Nehru’s death in 1964 aroused concern that Indian democracy
was dependent on the Nehru mystique. When
his successor, a Congress Party veteran, died in 1966,
Congress leaders selected Nehru’s daughter, Indira
Gandhi (no relation to Mahatma Gandhi), as the new
prime minister. Gandhi was inexperienced in politics, but
she quickly showed the steely determination of her father.
Like Nehru, Gandhi embraced democratic socialism
and a policy of neutrality in foreign affairs, but she was
more activist than her father. To combat rural poverty,
she nationalized banks, provided loans to peasants on
easy terms, built low-cost housing, distributed land to the
landless, and introduced electoral reforms to enfranchise
the poor.
Gandhi was especially worried by India’s growing population
and in an effort to curb the growth rate adopted a
policy of enforced sterilization. This policy proved unpopular,
however, and, along with growing official corruption
and Gandhi’s authoritarian tactics, led to her defeat
in the general election of 1975, the first time the
Congress Party had failed to win a majority at the national
level.
A minority government of procapitalist parties was
formed, but within two years, Gandhi was back in power.
She now faced a new challenge, however, in the rise of religious
strife.

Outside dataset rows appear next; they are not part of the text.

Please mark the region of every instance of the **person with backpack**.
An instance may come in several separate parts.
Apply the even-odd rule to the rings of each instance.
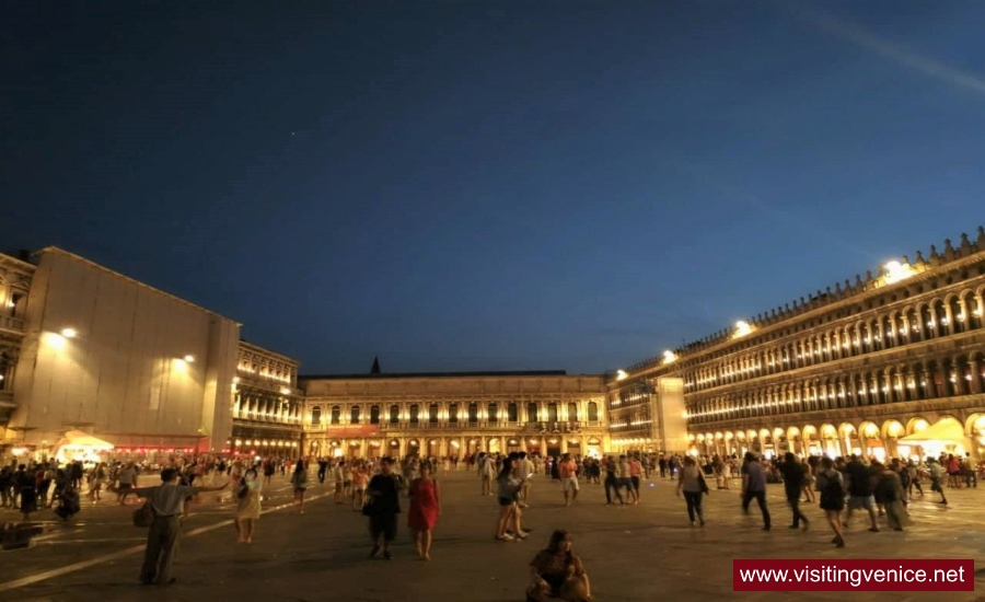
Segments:
[[[810,521],[800,511],[800,493],[807,481],[804,466],[792,452],[787,452],[779,471],[784,476],[784,493],[787,494],[787,503],[790,505],[790,511],[793,512],[793,524],[790,525],[790,529],[800,529],[800,523],[803,522],[803,530],[807,531]]]
[[[821,493],[821,509],[827,516],[827,523],[834,531],[831,543],[837,547],[845,547],[845,536],[842,531],[842,510],[845,509],[845,482],[842,473],[834,470],[834,462],[827,456],[821,459],[821,470],[818,473],[818,491]]]
[[[250,468],[236,486],[236,543],[252,544],[260,516],[260,482],[256,468]]]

The most dangerous situation was in the
Punjab, where militant Sikhs were demanding autonomy
or even independence from India. Gandhi did not shrink
from a confrontation and attacked Sikh rebels hiding in
their Golden Temple in the city of Amritsar. The incident
aroused widespread anger among the Sikh community,
and in 1984, Sikh members of Gandhi’s personal
bodyguard assassinated her.
By now, Congress politicians were convinced that the
party could not remain in power without a member of the
Nehru family at the helm. Gandhi’s son Rajiv, a commercial
airline pilot with little interest in politics, was persuaded
to replace his mother as prime minister. Rajiv
lacked the strong ideological and political convictions of
his mother and grandfather and allowed a greater role for
private enterprise. But his government was criticized for
cronyism, inefficiency, and corruption, as well as insensitivity
to the poor.
Rajiv Gandhi also sought to play a role in regional affairs,
mediating a dispute between the government in Sri
Lanka and Tamil rebels (known as the “Elam Tigers”)
who were ethnically related to the majority population in
southern India. The decision cost him his life: while campaigning
for reelection in 1991, he was assassinated by a
member of the Tiger organization. India faced the future
without a member of the Nehru family as prime minister.

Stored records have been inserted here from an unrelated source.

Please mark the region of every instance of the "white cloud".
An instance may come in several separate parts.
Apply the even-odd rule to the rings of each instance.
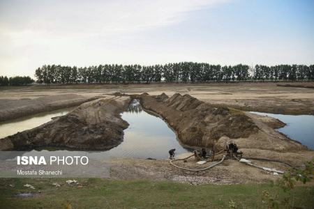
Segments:
[[[130,46],[129,37],[181,22],[190,12],[226,1],[1,1],[0,74],[32,75],[45,63],[122,63],[126,56],[124,61],[142,62],[138,59],[145,59],[144,54],[133,52],[140,44]],[[124,54],[119,45],[128,45]]]

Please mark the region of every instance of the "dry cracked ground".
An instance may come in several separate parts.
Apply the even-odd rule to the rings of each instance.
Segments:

During the early 1990s, Congress remained the leading
party, but the powerful hold it had once had on the
Indian electorate was gone. New parties, such as the militantly
Hindu Bharata Janata Party (BJP), actively vied
with Congress for control of the central and state governments.
Growing political instability at the center was
accompanied by rising tensions between Hindus and
Muslims.
When a coalition government formed under Congress
leadership collapsed, the BJP, under Prime Minister A. B.
Vajpayee, ascended to power and played on Hindu sensibilities
to build its political base. Rajiv Gandhi’s Italianborn
wife Sonia has taken over the leadership of the Congress
Party to improve its political fortunes.